Trade barriers refer to the government policies and measures which obstruct the free flow of goods and services across national borders. Trade barriers are imposed on exports and imports. Trade barriers are man made obstacles on the free movement of goods in between different countries of the world. Trade barriers are artificial restrictions imposed on trading activities in between different countries. Such barriers are usually imposed by the importing countries but they adversely affect the volume of world exports and imports.

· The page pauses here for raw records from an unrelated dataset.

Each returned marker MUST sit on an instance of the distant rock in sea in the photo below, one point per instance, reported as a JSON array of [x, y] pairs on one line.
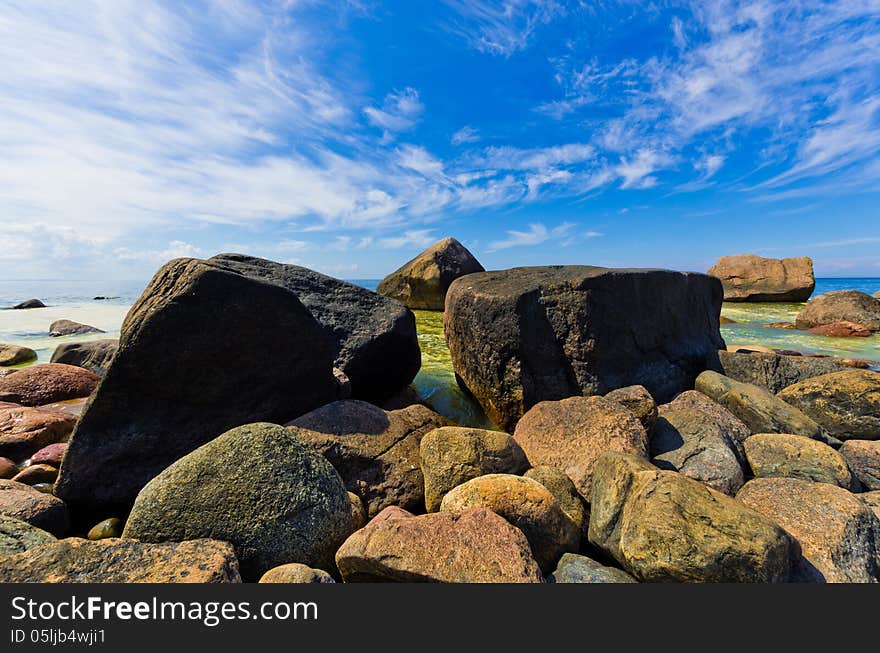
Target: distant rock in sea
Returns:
[[751, 278]]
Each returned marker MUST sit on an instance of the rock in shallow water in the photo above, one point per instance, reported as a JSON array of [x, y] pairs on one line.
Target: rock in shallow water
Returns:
[[376, 452], [192, 363], [573, 433], [521, 336], [846, 404], [662, 526], [48, 383], [259, 487], [422, 282], [452, 455], [476, 546], [374, 338], [75, 560], [751, 278], [838, 532]]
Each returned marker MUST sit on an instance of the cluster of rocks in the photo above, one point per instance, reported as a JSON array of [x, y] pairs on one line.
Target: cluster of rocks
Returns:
[[630, 448]]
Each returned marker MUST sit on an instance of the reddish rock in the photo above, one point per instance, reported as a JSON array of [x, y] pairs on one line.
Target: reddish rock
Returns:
[[842, 329], [7, 468], [25, 430], [33, 474], [51, 455], [476, 546], [48, 383], [36, 508]]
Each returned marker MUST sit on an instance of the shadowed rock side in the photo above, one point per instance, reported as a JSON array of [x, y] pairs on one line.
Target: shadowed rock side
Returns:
[[374, 338], [192, 363], [422, 282], [751, 278], [521, 336]]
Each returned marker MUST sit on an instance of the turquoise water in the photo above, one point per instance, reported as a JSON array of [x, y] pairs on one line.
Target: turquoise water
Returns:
[[73, 300]]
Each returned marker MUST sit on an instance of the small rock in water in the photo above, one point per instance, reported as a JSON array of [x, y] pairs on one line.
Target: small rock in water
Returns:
[[33, 474], [30, 303], [70, 328], [295, 572], [15, 355], [111, 527]]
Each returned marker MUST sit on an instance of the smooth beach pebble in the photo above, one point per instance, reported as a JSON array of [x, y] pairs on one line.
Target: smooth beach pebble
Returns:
[[108, 528]]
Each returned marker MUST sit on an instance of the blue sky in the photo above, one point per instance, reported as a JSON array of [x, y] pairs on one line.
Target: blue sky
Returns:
[[347, 136]]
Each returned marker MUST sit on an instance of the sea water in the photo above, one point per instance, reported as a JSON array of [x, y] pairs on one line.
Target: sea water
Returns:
[[74, 300]]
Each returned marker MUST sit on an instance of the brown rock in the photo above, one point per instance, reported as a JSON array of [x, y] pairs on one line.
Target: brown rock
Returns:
[[25, 430], [526, 504], [44, 384], [842, 329], [376, 452], [637, 399], [452, 455], [36, 508], [476, 546], [572, 433], [422, 282], [794, 456], [838, 533], [296, 572], [846, 404], [841, 306], [33, 474], [75, 560], [751, 278], [52, 454], [663, 526], [863, 458]]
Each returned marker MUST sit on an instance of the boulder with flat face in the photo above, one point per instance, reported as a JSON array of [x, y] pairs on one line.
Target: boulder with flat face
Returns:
[[113, 560], [422, 282], [203, 350], [94, 355], [751, 278], [376, 452], [518, 337], [374, 338], [663, 526], [846, 404], [475, 546], [775, 372], [258, 487], [841, 306], [838, 532]]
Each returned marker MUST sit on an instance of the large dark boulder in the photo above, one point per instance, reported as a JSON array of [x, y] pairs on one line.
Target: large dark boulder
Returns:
[[374, 338], [751, 278], [203, 350], [95, 356], [521, 336], [422, 282]]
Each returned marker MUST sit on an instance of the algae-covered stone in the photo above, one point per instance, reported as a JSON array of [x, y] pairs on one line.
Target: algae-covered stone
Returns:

Trade barriers include tariff barriers (fiscal controls) and non-tariff barriers (quantitative restrictions).
Objectives of Trade Barriers
- To protect domestic industries or certain other sector of the economy from foreign competition.

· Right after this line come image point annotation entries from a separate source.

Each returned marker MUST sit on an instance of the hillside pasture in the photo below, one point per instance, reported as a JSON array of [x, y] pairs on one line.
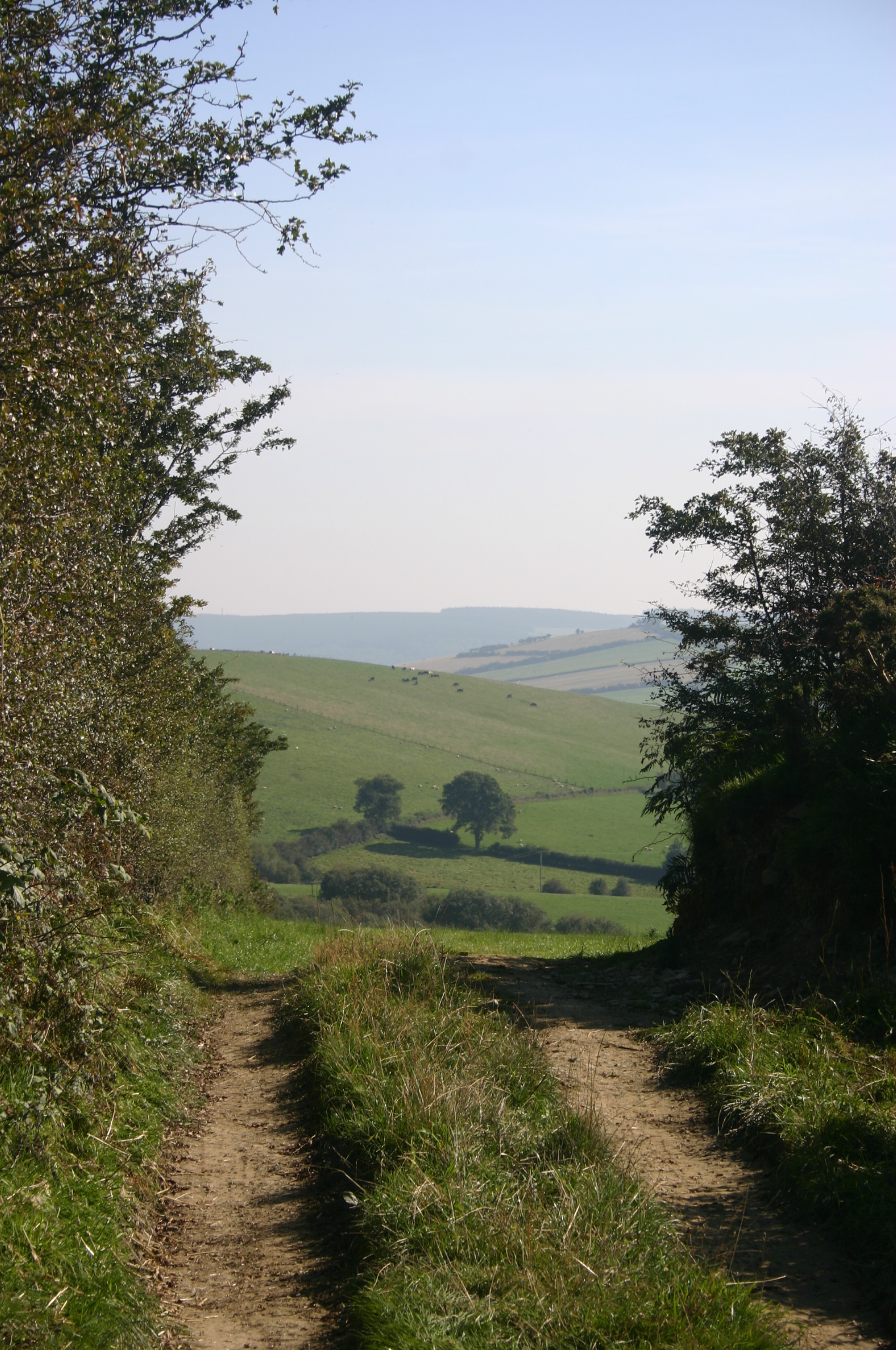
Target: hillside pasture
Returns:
[[345, 720]]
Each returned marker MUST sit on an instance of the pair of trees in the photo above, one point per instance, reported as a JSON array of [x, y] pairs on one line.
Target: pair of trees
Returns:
[[776, 746], [477, 802]]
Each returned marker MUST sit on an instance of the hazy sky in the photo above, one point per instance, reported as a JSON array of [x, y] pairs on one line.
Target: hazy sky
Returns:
[[587, 239]]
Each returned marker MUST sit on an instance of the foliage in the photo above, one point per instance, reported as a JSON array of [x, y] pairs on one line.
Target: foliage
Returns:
[[118, 132], [485, 1210], [816, 1084], [482, 910], [92, 1079], [775, 746], [378, 800], [127, 773], [288, 860], [478, 804]]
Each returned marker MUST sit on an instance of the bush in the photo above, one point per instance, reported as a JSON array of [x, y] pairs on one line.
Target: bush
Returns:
[[378, 886], [582, 924], [481, 910], [287, 860]]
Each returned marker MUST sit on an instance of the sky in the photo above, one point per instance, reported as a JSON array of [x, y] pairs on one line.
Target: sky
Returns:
[[587, 239]]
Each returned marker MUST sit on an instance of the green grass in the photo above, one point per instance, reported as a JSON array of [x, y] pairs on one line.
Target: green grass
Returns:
[[254, 944], [486, 1213], [816, 1087], [444, 869], [78, 1142], [634, 654], [342, 725]]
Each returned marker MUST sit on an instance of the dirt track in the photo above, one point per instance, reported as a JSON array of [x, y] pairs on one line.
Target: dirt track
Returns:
[[242, 1264], [721, 1200]]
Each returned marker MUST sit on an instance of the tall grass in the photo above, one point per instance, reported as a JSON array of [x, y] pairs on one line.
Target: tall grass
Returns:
[[489, 1214], [78, 1146], [816, 1086]]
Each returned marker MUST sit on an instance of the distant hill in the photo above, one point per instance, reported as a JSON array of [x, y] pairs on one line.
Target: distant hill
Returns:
[[610, 660], [386, 637], [571, 763]]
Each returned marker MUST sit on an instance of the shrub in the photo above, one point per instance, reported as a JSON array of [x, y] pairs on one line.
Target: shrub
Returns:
[[582, 924], [378, 886], [287, 860], [481, 910]]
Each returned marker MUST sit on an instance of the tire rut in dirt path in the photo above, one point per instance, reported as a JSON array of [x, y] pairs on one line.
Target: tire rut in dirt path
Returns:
[[721, 1202], [240, 1262]]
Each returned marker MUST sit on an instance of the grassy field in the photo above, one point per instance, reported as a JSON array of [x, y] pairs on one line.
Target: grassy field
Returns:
[[637, 913], [814, 1086], [256, 944], [346, 720]]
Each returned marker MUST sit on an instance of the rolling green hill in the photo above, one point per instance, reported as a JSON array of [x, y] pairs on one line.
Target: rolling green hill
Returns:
[[569, 761]]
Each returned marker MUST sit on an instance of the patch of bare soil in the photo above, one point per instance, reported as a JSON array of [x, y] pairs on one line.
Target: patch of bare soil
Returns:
[[240, 1266], [722, 1200]]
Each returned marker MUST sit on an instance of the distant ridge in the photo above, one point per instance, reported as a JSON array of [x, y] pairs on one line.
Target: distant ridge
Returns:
[[386, 637]]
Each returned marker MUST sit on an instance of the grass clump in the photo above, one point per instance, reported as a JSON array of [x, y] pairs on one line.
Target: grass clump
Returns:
[[486, 1212], [586, 924], [86, 1102], [814, 1084]]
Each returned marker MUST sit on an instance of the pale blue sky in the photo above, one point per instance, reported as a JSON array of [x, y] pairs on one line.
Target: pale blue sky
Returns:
[[589, 238]]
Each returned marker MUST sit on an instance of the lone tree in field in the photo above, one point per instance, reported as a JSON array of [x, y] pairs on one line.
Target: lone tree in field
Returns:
[[480, 805], [378, 800]]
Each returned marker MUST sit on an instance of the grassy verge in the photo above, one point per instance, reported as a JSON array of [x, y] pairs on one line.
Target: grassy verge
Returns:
[[490, 1214], [814, 1084], [78, 1141]]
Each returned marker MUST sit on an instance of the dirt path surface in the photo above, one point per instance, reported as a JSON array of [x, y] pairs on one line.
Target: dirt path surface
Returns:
[[240, 1264], [721, 1202]]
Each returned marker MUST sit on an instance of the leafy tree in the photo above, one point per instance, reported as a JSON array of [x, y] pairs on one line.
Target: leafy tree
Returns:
[[775, 746], [378, 800], [123, 144], [480, 805]]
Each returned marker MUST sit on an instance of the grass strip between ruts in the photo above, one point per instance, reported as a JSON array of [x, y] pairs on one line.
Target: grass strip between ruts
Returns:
[[489, 1213]]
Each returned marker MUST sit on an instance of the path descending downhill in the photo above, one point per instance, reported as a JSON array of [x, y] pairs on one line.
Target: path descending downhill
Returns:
[[240, 1260], [719, 1202]]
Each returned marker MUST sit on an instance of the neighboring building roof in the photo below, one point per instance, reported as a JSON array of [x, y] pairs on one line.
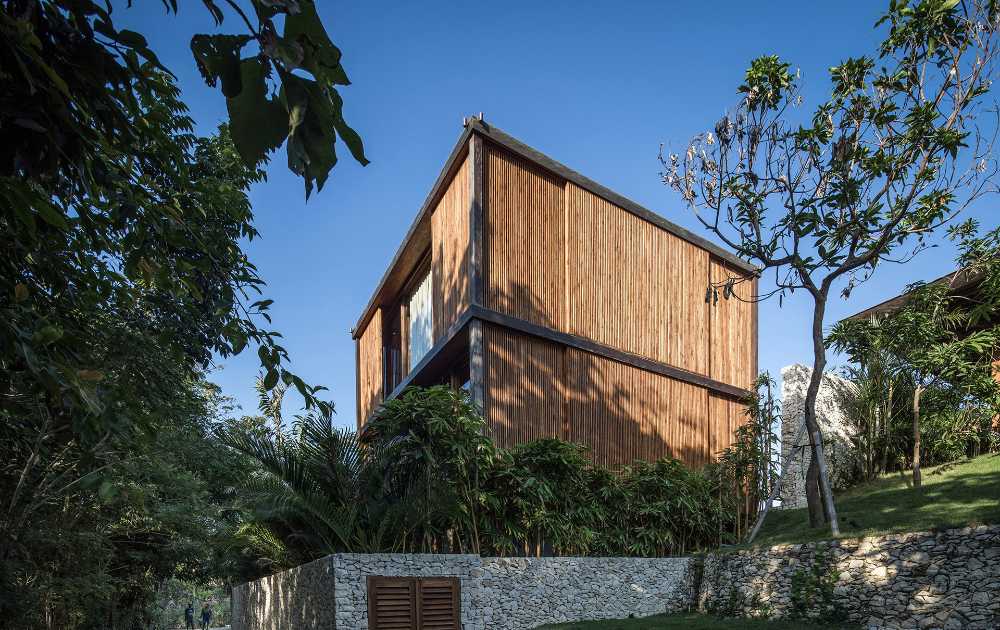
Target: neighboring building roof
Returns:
[[961, 281], [539, 159]]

- To guard or protect the economy against dumping by rich countries with surplus production.
- To promote indigenous research and development and to promote new industries.

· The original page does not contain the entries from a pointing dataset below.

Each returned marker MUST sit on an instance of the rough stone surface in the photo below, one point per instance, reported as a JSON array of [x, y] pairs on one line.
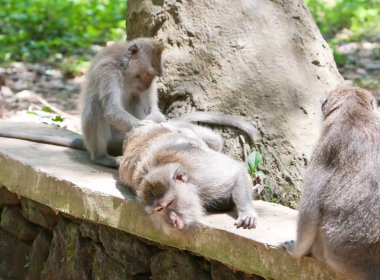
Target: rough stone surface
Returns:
[[174, 265], [70, 256], [7, 198], [14, 257], [39, 214], [13, 222], [105, 267], [55, 177], [90, 231], [221, 272], [263, 60], [130, 252], [38, 255]]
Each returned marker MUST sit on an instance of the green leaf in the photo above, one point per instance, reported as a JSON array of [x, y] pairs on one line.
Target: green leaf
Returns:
[[58, 119], [47, 110], [260, 174], [254, 159]]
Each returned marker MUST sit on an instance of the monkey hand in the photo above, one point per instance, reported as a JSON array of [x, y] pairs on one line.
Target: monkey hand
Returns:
[[289, 246], [246, 220], [156, 117], [145, 122]]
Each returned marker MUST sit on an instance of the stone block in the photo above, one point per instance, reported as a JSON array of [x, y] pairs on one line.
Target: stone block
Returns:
[[176, 265], [105, 267], [221, 272], [127, 250], [38, 255], [90, 230], [70, 256], [38, 213], [14, 223], [14, 257], [7, 197]]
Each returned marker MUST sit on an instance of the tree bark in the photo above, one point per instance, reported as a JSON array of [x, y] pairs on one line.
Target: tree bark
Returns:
[[264, 60]]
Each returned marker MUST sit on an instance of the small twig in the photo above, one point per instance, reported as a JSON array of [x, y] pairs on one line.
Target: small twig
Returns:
[[54, 109]]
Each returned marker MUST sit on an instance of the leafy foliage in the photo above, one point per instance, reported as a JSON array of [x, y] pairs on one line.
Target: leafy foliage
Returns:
[[41, 30], [46, 116], [360, 17], [253, 161]]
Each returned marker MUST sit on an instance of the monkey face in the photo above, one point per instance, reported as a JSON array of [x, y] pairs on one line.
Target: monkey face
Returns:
[[145, 63], [170, 199]]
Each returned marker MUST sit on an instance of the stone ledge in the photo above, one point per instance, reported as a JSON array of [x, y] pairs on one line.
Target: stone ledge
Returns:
[[66, 181]]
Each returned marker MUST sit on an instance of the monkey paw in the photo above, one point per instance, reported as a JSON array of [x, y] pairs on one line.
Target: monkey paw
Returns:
[[156, 117], [288, 245], [246, 221], [146, 122]]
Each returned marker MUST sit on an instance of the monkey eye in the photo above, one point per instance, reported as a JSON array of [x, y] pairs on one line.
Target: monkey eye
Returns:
[[133, 49], [170, 203], [158, 209], [181, 178], [323, 102]]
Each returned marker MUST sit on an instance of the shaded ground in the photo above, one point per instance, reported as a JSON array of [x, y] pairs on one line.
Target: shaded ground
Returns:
[[27, 87]]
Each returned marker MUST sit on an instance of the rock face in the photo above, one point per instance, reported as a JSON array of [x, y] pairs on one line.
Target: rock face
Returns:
[[264, 60]]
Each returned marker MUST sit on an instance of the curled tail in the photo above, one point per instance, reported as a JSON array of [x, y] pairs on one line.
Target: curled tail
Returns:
[[222, 119]]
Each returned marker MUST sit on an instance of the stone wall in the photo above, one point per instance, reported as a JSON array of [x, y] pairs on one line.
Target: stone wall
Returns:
[[66, 218], [36, 243]]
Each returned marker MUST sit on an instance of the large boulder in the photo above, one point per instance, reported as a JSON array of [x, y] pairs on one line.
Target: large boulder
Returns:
[[263, 60]]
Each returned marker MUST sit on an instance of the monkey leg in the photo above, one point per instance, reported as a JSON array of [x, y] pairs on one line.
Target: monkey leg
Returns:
[[308, 222], [96, 134], [241, 195]]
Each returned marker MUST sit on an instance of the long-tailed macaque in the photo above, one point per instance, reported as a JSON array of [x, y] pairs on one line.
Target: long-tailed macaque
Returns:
[[179, 175], [339, 215], [119, 92]]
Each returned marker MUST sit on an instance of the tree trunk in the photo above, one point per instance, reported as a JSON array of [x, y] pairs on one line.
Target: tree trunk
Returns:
[[264, 60]]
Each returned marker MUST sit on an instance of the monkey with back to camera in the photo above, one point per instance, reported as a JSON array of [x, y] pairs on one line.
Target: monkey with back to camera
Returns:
[[178, 177], [119, 93], [339, 215]]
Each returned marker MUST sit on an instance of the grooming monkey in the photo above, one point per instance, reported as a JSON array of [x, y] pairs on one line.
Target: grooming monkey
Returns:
[[119, 92], [178, 177], [339, 215]]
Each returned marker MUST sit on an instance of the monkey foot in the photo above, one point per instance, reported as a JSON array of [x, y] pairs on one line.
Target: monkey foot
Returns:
[[108, 161], [246, 221], [288, 245]]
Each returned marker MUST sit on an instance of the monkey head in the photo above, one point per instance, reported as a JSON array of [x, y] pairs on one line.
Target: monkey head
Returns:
[[145, 62], [172, 202], [348, 101]]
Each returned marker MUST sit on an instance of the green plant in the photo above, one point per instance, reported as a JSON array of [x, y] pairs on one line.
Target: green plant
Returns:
[[47, 116], [253, 161], [360, 17], [42, 30]]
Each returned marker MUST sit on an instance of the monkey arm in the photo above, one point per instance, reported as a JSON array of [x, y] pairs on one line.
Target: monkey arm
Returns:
[[114, 113], [309, 217], [155, 113]]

- To conserve the foreign exchange resources of the country.
- To make the balance of payments position more favorable.
- To counteract trade barriers imposed by other countries.
- To encourage the use of domestic production in the domestic market and thereby to make the country strong and self-sufficient.
- To mobilize revenue for the government.
- To discriminate against certain countries.
- To make the economy self-reliant and stop unnecessary consumptions.
Forms and Types of Trade Barriers
Trade barriers may be divided into two groups, namely tariff and non-tariff barriers.
1. Tariff Barriers
- Export Duties
- Import Duties
- Transit Duties
- Specific Duties
- Revenue Tariff
- Compound Duties
- Protective Tariff
- Single Column Tariff
- Double Column Tariff
- Triple Column Tariff
2. Non-Tariff Barriers
- Quota System
- Import Licensing
- Consular Formalities
- Customs Regulations
- State Trading
- Foreign Exchange Regulation
- Health and Safety Regulations
These are all about Trade Barriers, its objectives and types of trade barriers.